Open Data’s Dirty Little Secret

Earlier this week, I was very happy to take part in the Digital Science webinar on data management. I spoke about how data management should be accessible and understandable to all and not a barrier to research. I also made a small point, thrown in at the last minute, that really seemed to resonate with people: that open data has a dirtly little secret.

The secret? Open data requires work.

In all of the advocacy for open data, we often forget to account for the fact that making data openly available is not as easy as flipping a switch. Data needs to be cleaned so that it doesn’t contain extraneous information, streamlined to make things computable, and documented so that another researcher can understand it. On top of this, you must choose a license and take time to upload the data and its corresponding metadata. One researcher estimated that this process required 10 hours for a recently published paper, with significantly more time spent preparing his code for sharing.

But there is another secret here.

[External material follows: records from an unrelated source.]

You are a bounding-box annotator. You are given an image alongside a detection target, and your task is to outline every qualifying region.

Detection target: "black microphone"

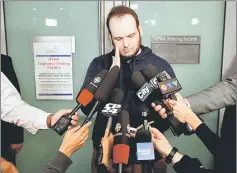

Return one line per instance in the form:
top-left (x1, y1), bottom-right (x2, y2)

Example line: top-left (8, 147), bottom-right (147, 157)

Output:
top-left (81, 66), bottom-right (120, 126)
top-left (95, 88), bottom-right (124, 167)
top-left (140, 104), bottom-right (150, 130)
top-left (101, 88), bottom-right (124, 117)
top-left (52, 69), bottom-right (108, 135)
top-left (141, 64), bottom-right (193, 136)
top-left (113, 110), bottom-right (130, 173)
top-left (141, 64), bottom-right (181, 97)
top-left (131, 71), bottom-right (155, 102)
top-left (135, 105), bottom-right (155, 172)
top-left (131, 70), bottom-right (184, 136)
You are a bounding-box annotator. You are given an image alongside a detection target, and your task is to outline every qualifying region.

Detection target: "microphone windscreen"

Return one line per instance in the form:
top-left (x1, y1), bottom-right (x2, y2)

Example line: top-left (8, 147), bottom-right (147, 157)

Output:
top-left (109, 88), bottom-right (124, 104)
top-left (76, 69), bottom-right (108, 105)
top-left (113, 110), bottom-right (130, 164)
top-left (135, 129), bottom-right (152, 142)
top-left (131, 71), bottom-right (146, 89)
top-left (141, 64), bottom-right (158, 80)
top-left (113, 144), bottom-right (130, 164)
top-left (85, 69), bottom-right (108, 93)
top-left (77, 89), bottom-right (94, 106)
top-left (94, 66), bottom-right (120, 102)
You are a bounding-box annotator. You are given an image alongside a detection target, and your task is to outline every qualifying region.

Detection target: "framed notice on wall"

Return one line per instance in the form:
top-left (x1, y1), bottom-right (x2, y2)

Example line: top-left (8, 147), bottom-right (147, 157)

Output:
top-left (33, 36), bottom-right (74, 100)
top-left (151, 35), bottom-right (201, 64)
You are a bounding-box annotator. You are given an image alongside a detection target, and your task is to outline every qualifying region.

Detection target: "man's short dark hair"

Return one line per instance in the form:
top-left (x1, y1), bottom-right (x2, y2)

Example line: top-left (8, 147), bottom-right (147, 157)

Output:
top-left (106, 5), bottom-right (140, 34)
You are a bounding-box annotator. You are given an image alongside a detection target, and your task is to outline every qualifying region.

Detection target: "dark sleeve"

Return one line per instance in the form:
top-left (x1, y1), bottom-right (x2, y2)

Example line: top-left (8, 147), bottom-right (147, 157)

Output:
top-left (1, 55), bottom-right (24, 144)
top-left (44, 151), bottom-right (72, 173)
top-left (1, 54), bottom-right (21, 93)
top-left (195, 123), bottom-right (221, 157)
top-left (173, 155), bottom-right (213, 173)
top-left (2, 121), bottom-right (24, 144)
top-left (80, 58), bottom-right (101, 115)
top-left (97, 164), bottom-right (110, 173)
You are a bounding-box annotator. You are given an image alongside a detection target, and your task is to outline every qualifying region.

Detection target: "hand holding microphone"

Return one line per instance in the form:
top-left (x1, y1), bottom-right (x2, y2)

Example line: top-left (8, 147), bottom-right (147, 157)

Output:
top-left (167, 100), bottom-right (202, 131)
top-left (149, 127), bottom-right (184, 164)
top-left (52, 69), bottom-right (108, 135)
top-left (95, 88), bottom-right (124, 167)
top-left (81, 65), bottom-right (120, 126)
top-left (131, 70), bottom-right (185, 136)
top-left (59, 121), bottom-right (92, 158)
top-left (113, 110), bottom-right (130, 173)
top-left (149, 127), bottom-right (173, 158)
top-left (132, 64), bottom-right (193, 136)
top-left (101, 128), bottom-right (114, 168)
top-left (49, 109), bottom-right (79, 129)
top-left (151, 92), bottom-right (189, 119)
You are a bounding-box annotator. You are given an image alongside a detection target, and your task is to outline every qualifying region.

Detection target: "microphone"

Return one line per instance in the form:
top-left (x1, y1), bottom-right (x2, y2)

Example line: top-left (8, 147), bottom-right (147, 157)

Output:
top-left (113, 110), bottom-right (130, 173)
top-left (95, 88), bottom-right (124, 167)
top-left (81, 66), bottom-right (120, 126)
top-left (77, 69), bottom-right (109, 105)
top-left (94, 66), bottom-right (120, 102)
top-left (131, 70), bottom-right (184, 136)
top-left (141, 64), bottom-right (193, 136)
top-left (140, 104), bottom-right (150, 130)
top-left (131, 71), bottom-right (155, 102)
top-left (135, 104), bottom-right (155, 172)
top-left (101, 88), bottom-right (124, 117)
top-left (52, 69), bottom-right (108, 135)
top-left (141, 64), bottom-right (181, 97)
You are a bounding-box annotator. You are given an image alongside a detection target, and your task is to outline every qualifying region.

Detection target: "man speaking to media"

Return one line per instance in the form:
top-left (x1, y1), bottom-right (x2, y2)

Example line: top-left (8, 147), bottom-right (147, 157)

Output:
top-left (80, 5), bottom-right (176, 173)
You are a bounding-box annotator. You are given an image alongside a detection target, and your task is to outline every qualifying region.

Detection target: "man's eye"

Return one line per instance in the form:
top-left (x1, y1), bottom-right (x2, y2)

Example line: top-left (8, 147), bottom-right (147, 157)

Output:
top-left (115, 38), bottom-right (122, 41)
top-left (128, 34), bottom-right (134, 38)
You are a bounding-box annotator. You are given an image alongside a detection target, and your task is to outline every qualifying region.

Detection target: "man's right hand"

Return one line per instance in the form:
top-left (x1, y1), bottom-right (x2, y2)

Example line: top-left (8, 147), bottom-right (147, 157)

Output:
top-left (59, 121), bottom-right (92, 157)
top-left (110, 46), bottom-right (121, 70)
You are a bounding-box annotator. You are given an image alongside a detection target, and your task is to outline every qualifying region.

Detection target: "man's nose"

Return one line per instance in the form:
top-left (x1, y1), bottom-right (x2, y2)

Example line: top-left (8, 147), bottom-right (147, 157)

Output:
top-left (123, 38), bottom-right (129, 48)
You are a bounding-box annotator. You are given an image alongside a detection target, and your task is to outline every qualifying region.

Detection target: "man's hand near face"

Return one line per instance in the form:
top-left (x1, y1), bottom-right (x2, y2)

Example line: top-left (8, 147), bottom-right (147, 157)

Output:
top-left (110, 46), bottom-right (121, 70)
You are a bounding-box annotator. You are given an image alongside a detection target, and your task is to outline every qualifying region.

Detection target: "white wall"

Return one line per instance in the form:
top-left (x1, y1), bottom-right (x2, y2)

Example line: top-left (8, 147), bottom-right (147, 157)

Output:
top-left (1, 1), bottom-right (7, 55)
top-left (218, 1), bottom-right (236, 135)
top-left (222, 1), bottom-right (236, 79)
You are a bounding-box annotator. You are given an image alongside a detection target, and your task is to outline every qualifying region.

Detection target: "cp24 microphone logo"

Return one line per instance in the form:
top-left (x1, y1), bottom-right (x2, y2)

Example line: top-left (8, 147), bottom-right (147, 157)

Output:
top-left (101, 103), bottom-right (122, 115)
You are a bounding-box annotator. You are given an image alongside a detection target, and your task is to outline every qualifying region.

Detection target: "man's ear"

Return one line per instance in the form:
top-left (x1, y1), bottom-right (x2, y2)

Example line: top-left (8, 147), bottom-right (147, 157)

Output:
top-left (138, 25), bottom-right (143, 37)
top-left (108, 33), bottom-right (112, 42)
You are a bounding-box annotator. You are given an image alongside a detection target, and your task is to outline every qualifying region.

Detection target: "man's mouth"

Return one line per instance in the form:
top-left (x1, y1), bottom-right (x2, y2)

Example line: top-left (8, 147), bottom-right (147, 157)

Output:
top-left (124, 49), bottom-right (132, 53)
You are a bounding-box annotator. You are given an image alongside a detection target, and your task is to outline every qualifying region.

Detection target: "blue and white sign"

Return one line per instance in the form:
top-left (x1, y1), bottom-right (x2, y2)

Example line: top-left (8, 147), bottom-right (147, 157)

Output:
top-left (33, 40), bottom-right (73, 100)
top-left (136, 142), bottom-right (155, 161)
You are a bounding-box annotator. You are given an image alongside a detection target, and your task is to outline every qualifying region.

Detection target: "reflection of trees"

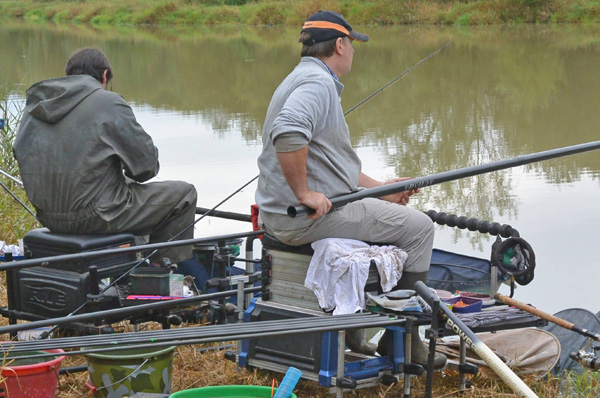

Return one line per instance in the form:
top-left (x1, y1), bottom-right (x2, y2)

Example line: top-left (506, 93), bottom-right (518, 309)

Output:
top-left (3, 22), bottom-right (600, 248)
top-left (0, 21), bottom-right (297, 142)
top-left (343, 25), bottom-right (600, 245)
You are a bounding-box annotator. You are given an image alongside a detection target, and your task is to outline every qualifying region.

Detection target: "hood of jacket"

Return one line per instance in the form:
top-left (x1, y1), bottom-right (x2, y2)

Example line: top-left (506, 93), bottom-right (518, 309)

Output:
top-left (25, 75), bottom-right (103, 124)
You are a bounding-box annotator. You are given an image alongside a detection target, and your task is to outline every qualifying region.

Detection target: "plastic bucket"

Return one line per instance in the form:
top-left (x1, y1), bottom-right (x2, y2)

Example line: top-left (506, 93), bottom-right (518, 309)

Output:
top-left (0, 349), bottom-right (65, 398)
top-left (84, 345), bottom-right (175, 398)
top-left (170, 385), bottom-right (298, 398)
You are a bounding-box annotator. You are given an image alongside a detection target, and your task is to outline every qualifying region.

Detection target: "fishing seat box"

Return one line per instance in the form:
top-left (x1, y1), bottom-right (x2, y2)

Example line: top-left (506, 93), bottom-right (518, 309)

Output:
top-left (260, 233), bottom-right (381, 311)
top-left (22, 227), bottom-right (136, 272)
top-left (240, 234), bottom-right (405, 386)
top-left (6, 228), bottom-right (137, 318)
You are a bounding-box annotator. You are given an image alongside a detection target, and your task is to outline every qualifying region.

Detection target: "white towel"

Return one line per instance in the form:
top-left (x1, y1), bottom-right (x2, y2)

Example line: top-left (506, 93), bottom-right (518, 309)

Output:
top-left (304, 238), bottom-right (408, 315)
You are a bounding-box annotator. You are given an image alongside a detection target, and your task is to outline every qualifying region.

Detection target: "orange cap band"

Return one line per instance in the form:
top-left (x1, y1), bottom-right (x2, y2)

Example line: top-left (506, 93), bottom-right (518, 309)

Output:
top-left (302, 21), bottom-right (350, 37)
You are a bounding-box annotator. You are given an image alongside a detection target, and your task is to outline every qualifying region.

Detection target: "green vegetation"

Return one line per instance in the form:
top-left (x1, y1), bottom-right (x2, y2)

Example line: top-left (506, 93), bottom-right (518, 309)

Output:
top-left (0, 85), bottom-right (39, 243)
top-left (1, 0), bottom-right (600, 27)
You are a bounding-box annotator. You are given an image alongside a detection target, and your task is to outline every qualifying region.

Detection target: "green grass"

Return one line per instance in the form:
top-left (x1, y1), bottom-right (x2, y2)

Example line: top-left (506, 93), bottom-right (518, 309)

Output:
top-left (2, 0), bottom-right (600, 27)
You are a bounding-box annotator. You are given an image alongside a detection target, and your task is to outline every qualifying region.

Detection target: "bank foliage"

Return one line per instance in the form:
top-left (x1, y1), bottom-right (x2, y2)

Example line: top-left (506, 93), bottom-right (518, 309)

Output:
top-left (1, 0), bottom-right (600, 26)
top-left (0, 86), bottom-right (39, 243)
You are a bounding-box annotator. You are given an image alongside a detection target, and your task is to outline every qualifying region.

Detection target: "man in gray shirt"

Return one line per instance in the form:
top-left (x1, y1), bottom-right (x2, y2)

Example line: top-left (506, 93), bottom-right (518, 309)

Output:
top-left (14, 48), bottom-right (197, 265)
top-left (256, 11), bottom-right (445, 367)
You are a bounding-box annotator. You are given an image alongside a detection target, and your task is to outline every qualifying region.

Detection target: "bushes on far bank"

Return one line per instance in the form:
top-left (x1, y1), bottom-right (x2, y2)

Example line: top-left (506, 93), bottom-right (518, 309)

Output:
top-left (1, 0), bottom-right (600, 27)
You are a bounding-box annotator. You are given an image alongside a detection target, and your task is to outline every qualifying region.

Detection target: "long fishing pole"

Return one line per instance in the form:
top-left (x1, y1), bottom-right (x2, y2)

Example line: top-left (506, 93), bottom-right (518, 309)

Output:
top-left (1, 314), bottom-right (406, 362)
top-left (0, 285), bottom-right (261, 335)
top-left (494, 294), bottom-right (600, 342)
top-left (415, 281), bottom-right (539, 398)
top-left (344, 42), bottom-right (452, 116)
top-left (0, 168), bottom-right (23, 185)
top-left (231, 43), bottom-right (453, 196)
top-left (2, 44), bottom-right (450, 334)
top-left (0, 178), bottom-right (36, 217)
top-left (288, 140), bottom-right (600, 218)
top-left (2, 313), bottom-right (391, 352)
top-left (34, 175), bottom-right (260, 338)
top-left (0, 231), bottom-right (262, 272)
top-left (196, 207), bottom-right (251, 222)
top-left (97, 175), bottom-right (258, 288)
top-left (0, 175), bottom-right (258, 337)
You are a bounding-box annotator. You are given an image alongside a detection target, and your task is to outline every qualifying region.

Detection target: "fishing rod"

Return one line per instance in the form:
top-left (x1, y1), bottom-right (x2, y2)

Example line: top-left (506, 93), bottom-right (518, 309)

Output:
top-left (344, 42), bottom-right (452, 116)
top-left (3, 312), bottom-right (390, 352)
top-left (228, 43), bottom-right (453, 198)
top-left (415, 281), bottom-right (539, 398)
top-left (196, 207), bottom-right (251, 223)
top-left (193, 207), bottom-right (520, 239)
top-left (0, 285), bottom-right (261, 335)
top-left (0, 168), bottom-right (36, 216)
top-left (0, 230), bottom-right (261, 271)
top-left (31, 175), bottom-right (259, 337)
top-left (0, 178), bottom-right (36, 217)
top-left (1, 313), bottom-right (405, 360)
top-left (494, 294), bottom-right (600, 343)
top-left (0, 168), bottom-right (23, 185)
top-left (288, 140), bottom-right (600, 218)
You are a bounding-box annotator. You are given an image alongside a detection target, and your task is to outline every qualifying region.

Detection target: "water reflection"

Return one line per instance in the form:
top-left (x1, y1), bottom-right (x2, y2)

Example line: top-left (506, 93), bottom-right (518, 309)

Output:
top-left (2, 21), bottom-right (600, 312)
top-left (2, 22), bottom-right (599, 223)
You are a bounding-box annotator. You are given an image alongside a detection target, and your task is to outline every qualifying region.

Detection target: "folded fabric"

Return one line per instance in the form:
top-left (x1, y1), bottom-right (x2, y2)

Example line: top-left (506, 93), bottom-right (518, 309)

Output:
top-left (304, 238), bottom-right (407, 315)
top-left (0, 241), bottom-right (21, 256)
top-left (366, 291), bottom-right (423, 312)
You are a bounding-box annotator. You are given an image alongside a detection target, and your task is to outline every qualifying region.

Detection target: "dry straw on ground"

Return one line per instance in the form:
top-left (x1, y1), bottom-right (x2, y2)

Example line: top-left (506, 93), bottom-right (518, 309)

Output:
top-left (0, 270), bottom-right (593, 397)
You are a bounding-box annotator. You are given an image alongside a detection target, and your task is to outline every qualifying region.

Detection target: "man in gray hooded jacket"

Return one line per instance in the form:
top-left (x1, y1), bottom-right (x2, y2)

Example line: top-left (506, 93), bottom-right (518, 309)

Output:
top-left (13, 48), bottom-right (197, 264)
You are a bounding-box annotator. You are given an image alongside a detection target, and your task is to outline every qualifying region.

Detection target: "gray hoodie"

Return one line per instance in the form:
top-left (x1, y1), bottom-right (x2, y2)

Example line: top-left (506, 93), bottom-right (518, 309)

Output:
top-left (256, 57), bottom-right (362, 231)
top-left (13, 75), bottom-right (159, 228)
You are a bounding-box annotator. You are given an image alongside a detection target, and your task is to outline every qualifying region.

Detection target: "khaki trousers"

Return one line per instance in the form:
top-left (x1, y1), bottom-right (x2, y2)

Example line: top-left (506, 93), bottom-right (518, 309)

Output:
top-left (265, 198), bottom-right (434, 273)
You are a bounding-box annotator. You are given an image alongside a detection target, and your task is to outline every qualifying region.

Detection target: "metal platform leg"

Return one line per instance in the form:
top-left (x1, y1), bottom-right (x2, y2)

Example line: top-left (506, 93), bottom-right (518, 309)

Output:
top-left (459, 338), bottom-right (467, 391)
top-left (336, 330), bottom-right (345, 398)
top-left (425, 299), bottom-right (440, 398)
top-left (403, 318), bottom-right (413, 398)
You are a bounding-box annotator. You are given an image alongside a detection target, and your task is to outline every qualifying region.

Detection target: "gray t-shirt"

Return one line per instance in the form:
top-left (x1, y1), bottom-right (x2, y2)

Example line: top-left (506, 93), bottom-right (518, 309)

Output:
top-left (255, 57), bottom-right (362, 230)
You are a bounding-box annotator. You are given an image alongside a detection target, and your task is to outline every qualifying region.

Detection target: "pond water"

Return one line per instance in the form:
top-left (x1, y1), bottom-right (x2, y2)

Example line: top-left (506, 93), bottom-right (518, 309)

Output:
top-left (1, 21), bottom-right (599, 315)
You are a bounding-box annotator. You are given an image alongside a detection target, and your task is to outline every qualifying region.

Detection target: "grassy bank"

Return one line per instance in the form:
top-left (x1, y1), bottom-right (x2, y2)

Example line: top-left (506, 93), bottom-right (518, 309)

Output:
top-left (1, 0), bottom-right (600, 27)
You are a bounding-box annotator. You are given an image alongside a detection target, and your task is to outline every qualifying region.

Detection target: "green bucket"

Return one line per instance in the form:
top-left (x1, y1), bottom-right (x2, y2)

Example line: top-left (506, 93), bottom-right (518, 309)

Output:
top-left (83, 345), bottom-right (175, 398)
top-left (170, 385), bottom-right (298, 398)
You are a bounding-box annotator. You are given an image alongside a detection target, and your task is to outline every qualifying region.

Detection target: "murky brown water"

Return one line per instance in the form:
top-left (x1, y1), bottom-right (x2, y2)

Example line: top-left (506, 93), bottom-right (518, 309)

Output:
top-left (1, 21), bottom-right (599, 314)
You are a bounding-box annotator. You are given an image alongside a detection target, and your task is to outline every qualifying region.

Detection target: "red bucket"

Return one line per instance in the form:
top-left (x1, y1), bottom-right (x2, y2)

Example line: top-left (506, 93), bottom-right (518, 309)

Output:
top-left (0, 349), bottom-right (65, 398)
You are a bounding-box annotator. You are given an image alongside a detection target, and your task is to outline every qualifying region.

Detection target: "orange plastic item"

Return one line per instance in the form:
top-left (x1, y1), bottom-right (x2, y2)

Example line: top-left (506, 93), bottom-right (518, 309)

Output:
top-left (453, 300), bottom-right (469, 307)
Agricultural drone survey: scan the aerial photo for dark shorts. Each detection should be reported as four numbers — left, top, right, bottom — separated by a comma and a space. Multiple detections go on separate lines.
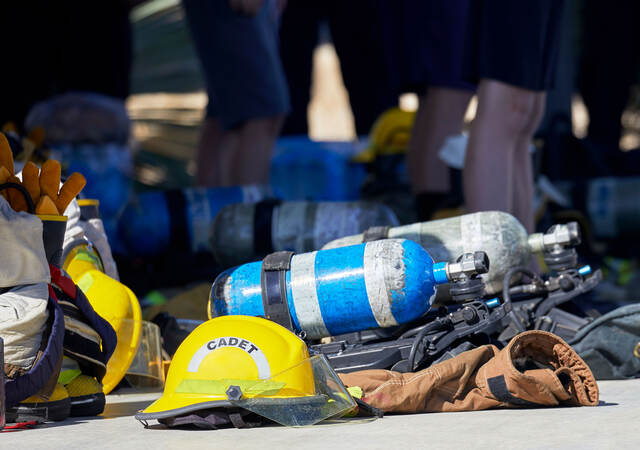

It’s that data management reduces this burden.

Managing your data well means that a good portion of the prep work is done by the time you go to make the data open. This is done via spreadsheet best practices, data dictionaries, README.txt files, etc. Well managed data is already streamlined and documented and thus presents a lower barrier to making it open.

These issues are reinforced by the recently published “Concordat on Open Research Data“. Made up of 10 principles, these two in particular stuck out to me:

  • Principle 3: Open access to research data carries a significant cost, which should be respected by all parties.
  • Principle 6: Good data management is fundamental to all stages of the research process and should be established at the outset.

As we advocate for open data, Principle 3 reaffirms that we need to recognize the costs. But – as most things I blog about here – there is a solution and it’s managing your data better.